Sobre recursos, habeas corpus e revisão criminal, de acordo com a jurisprudência do Superior Tribunal de Justiça,
- A)caberá apelação da decisão judicial que recusar homologação à proposta de acordo de não persecução penal.
Errada: a decisão que recusa homologação do acordo de não persecução penal não é, em regra, impugnada por apelação, e a via recursal indicada pela jurisprudência não é essa.
- B)em atenção à paridade de armas, o Ministério Público também possui prazo em dobro para recorrer em âmbito penal.
Errada: o Ministério Público não possui prazo em dobro para recorrer no processo penal; essa prerrogativa é típica da Defensoria Pública, não da acusação.
- C)os Embargos Infringentes, interpostos por acusação ou defesa, possuem efeito devolutivo amplo.
Errada: os embargos infringentes têm alcance restrito ao ponto efetivamente divergente, e não possuem efeito devolutivo amplo como a alternativa sugere.
- D)a superveniência da sentença condenatória prejudica o pedido de trancamento da ação penal por falta de justa causa feito em habeas corpus.
Certa: para o STJ, a superveniência da sentença condenatória prejudica o pedido de trancamento da ação penal por falta de justa causa formulado em habeas corpus.
- E)a soberania dos vereditos impede o juízo rescisório em revisão criminal interposta contra decisão do Tribunal do Júri.
Errada: a soberania dos vereditos não impede, por si só, o juízo rescisório na revisão criminal contra decisão do Júri, pois a revisão pode alcançar condenação transitada em julgado.
Gabarito: D
A questão mistura três temas que a banca gosta de colocar no mesmo pacote: recursos, habeas corpus e revisão criminal.
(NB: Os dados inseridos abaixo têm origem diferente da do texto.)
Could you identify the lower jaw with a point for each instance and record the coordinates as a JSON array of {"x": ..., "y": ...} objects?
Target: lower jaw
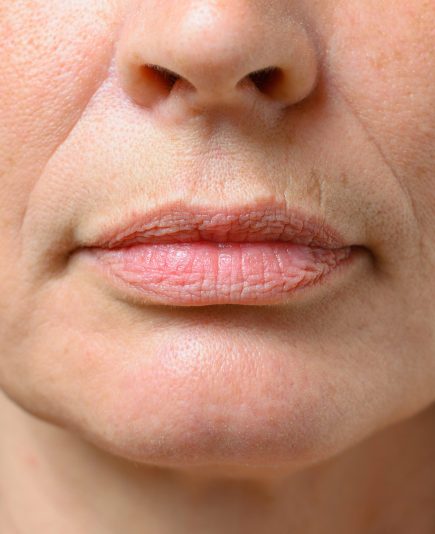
[{"x": 207, "y": 273}]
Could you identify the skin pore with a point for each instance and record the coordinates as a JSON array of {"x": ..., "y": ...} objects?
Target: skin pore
[{"x": 314, "y": 416}]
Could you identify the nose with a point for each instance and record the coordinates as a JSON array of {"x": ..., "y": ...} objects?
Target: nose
[{"x": 215, "y": 51}]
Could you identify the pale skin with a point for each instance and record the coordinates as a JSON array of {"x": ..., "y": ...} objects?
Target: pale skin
[{"x": 314, "y": 416}]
O ponto mais cobrado aqui é que o STJ não aceita usar habeas corpus como um “atalho” para discutir matéria que perdeu objeto, especialmente quando a ação penal já avançou e veio sentença condenatória. Nessa linha, a superveniência da condenação costuma prejudicar o pedido de trancamento por falta de justa causa, porque a análise passa a recair sobre um novo ato judicial mais completo e substitutivo, e não mais sobre a fase inicial da persecução. Isso não significa que o habeas corpus nunca mais possa ser usado depois da sentença, mas o pedido específico de trancar a ação por ausência de justa causa fica, em regra, esvaziado quando já existe condenação superveniente. O STJ trabalha com a ideia de prejudicialidade do writ nessa hipótese, justamente porque a razão de ser do pedido inicial deixa de existir com a mudança do quadro processual. Por isso, o gabarito é a letra D. A lógica é simples: se o processo já terminou com sentença condenatória, não faz muito sentido pedir o trancamento da ação penal como se ela ainda estivesse em curso nos moldes anteriores. Em prova, isso costuma aparecer como uma troca de tempo processual: a defesa ataca o começo, mas o processo já chegou bem adiante. As outras alternativas trazem afirmações que, em geral, contrariam a jurisprudência do STJ ou simplificam demais institutos específicos. A banca da FCC adora esse tipo de enunciado: mistura conceito correto com detalhe errado para testar se você conhece a orientação atual dos tribunais.